A Winter Weather Advisory is in effect for southeast Minnesota into central Wisconsin, where roads could be slick into the afternoon. The main snowband is expected to miss the Twin Cities, which should get about an inch.

This will be the Twin Cities' first measurable snowfall of the year. It's the seventh-latest snowfall on record, according to The National Weather Service.

Temperatures are expected to drop into the low 30s in the south and east metro bringing about 1 to 3 inches of snow Thursday. The Albert Lea and Rochester areas could see as much as 5 to 6 inches.

A low-pressure system is delivering winter weather to the mountain regions out west and will move eastward into the plains Wednesday and Thursday, according to the National Weather Service.

Winter weather will peak around noon in Minnesota and about 6 p.m. in Wisconsin. The National Weather Service forecasts snowfall to taper off early Friday morning.

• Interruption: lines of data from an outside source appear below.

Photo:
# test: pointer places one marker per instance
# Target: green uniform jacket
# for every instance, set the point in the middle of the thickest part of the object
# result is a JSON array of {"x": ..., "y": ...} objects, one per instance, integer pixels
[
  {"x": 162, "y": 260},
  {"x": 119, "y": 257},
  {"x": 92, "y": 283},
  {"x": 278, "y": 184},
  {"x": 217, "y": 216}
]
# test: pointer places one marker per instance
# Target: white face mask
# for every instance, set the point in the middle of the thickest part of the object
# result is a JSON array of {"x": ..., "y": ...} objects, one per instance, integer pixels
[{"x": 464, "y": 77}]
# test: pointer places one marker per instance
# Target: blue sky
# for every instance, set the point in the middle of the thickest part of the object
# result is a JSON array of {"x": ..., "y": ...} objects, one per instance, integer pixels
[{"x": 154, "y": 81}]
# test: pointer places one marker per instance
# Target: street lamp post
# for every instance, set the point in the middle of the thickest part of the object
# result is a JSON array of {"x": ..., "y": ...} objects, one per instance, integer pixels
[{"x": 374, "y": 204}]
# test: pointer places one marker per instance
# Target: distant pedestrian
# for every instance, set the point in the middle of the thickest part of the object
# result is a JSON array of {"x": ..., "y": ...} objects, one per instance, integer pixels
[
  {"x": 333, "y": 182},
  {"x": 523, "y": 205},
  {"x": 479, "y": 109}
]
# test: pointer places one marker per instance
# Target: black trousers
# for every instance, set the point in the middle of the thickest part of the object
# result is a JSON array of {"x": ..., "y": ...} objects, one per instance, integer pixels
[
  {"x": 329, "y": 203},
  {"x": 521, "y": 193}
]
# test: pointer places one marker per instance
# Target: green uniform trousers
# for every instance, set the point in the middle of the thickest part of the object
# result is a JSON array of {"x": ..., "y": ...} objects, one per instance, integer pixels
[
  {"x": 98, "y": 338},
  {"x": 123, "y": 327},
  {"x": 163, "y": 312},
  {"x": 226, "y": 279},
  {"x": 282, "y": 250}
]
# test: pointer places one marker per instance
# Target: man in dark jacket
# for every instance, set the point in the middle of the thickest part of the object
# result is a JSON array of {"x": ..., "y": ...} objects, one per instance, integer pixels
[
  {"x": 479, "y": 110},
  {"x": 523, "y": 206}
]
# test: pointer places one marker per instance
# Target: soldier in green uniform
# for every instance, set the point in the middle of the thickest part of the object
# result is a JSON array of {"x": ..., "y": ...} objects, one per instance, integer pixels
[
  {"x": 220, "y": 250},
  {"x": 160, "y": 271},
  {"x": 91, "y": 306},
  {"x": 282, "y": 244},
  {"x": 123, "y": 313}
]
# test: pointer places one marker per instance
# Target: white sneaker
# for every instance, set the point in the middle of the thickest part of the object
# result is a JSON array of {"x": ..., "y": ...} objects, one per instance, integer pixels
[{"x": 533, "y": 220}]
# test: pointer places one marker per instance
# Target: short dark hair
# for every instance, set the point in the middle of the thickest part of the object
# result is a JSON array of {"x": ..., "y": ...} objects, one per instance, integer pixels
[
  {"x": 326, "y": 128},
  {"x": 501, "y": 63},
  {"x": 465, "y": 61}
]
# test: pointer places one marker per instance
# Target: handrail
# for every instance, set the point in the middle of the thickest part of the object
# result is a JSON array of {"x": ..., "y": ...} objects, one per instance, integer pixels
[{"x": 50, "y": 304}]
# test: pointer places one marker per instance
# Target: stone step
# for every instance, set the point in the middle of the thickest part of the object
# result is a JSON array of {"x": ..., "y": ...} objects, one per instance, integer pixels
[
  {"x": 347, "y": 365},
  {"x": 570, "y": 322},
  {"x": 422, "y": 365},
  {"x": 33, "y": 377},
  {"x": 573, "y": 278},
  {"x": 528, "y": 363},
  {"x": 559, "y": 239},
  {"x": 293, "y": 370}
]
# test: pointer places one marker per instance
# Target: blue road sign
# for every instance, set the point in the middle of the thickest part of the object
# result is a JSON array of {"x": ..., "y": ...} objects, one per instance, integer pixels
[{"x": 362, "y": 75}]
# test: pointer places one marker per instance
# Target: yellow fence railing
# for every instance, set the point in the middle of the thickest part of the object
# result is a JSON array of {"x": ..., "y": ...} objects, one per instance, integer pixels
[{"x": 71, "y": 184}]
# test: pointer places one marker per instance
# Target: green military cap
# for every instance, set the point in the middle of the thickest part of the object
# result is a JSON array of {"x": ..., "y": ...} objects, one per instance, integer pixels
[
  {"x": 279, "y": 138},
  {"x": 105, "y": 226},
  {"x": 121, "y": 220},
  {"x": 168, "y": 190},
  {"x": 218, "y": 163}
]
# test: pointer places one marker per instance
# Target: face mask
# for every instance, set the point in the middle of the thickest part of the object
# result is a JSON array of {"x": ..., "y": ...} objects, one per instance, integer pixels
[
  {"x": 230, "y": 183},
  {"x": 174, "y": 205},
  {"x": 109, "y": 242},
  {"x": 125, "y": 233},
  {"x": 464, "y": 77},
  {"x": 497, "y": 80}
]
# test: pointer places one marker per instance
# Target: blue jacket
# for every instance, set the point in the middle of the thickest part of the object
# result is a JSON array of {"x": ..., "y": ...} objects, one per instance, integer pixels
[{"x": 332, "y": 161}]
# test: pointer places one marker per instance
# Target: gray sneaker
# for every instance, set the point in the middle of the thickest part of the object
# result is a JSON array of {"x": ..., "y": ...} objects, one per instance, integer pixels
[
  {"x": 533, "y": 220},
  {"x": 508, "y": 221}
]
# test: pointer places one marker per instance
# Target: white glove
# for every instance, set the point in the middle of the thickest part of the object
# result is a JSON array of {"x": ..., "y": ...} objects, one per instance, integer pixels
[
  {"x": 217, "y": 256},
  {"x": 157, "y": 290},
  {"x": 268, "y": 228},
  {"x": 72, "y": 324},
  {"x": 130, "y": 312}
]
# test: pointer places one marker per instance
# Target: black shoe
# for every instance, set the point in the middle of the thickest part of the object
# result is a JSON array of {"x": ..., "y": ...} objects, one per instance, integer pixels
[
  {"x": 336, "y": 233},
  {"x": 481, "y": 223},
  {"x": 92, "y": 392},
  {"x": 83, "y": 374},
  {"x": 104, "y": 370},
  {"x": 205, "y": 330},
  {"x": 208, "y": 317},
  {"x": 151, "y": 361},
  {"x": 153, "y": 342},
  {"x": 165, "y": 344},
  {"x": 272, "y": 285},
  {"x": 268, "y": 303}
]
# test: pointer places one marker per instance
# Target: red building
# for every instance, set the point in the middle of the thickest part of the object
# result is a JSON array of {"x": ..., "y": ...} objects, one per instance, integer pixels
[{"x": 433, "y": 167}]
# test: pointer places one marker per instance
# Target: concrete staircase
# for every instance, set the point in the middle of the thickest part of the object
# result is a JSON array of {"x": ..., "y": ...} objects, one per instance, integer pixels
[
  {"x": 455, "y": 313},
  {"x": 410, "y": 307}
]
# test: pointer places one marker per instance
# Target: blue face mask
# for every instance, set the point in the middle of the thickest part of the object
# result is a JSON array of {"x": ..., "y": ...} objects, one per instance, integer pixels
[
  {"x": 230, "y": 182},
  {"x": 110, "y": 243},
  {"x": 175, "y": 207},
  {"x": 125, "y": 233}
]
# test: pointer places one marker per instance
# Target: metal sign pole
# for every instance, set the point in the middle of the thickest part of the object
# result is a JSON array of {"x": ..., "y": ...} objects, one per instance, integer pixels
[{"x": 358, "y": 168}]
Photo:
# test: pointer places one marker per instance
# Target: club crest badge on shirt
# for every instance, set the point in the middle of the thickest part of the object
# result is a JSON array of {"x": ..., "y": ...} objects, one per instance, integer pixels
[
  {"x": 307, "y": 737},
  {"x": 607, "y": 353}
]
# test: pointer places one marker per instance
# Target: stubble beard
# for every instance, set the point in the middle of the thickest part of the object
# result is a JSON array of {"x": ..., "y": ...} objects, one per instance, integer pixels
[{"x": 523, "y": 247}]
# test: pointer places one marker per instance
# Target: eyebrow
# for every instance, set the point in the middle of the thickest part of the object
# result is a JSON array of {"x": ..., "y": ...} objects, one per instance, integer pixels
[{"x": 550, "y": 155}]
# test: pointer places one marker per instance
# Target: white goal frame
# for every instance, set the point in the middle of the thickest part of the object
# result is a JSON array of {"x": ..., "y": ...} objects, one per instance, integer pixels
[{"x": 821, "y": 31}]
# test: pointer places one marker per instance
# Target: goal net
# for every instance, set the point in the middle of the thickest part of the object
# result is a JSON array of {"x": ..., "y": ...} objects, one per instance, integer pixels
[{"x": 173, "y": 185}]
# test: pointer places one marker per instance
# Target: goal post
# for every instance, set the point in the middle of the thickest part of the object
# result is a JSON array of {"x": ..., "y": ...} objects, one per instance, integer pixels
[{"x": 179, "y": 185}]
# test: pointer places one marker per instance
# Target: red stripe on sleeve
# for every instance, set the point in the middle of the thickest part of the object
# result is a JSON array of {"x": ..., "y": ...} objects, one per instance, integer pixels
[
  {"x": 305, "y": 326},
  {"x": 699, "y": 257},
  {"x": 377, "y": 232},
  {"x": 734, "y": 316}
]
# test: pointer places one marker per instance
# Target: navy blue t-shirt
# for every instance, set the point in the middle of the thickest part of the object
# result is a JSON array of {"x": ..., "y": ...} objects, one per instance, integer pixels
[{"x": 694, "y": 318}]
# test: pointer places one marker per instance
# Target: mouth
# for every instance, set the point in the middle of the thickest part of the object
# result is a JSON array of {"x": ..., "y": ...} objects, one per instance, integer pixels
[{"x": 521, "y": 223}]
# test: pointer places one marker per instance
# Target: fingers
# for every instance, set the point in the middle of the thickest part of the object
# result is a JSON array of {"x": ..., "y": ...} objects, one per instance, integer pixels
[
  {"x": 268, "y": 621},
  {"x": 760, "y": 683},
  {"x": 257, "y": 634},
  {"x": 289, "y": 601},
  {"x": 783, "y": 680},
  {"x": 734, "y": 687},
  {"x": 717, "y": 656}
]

Drivers heading out of southeast Minnesota Thursday should be wary of freezing rain causing slippery conditions, said Michelle Margraf, National Weather Service meteorologist for the Twin Cities.

About 42 million Americans are planning on making a road trip for turkey dinner Thursday, and this year they will pay the lowest pump prices for Thanksgiving Day since 2008, according to AAA. Many gas stations in the metro area have been charging less than $2 a gallon in the last week.

Travelers avoiding the roads to fly should expect some delays at airports around the country Thursday. FlightAware, an aviation tracking website, is predicting about 193 flight cancellations and about 2,191 delays Wednesday and more than 46 cancellations for Thursday.

No cancellations are expected at Minneapolis-St. Paul International Airport Wednesday with only a couple delays, said Patrick Hogan, director of public affairs and marketing.

Winter conditions Thursday could also lead to minor delays. The airport’s biggest concern, Hogan said, is ice.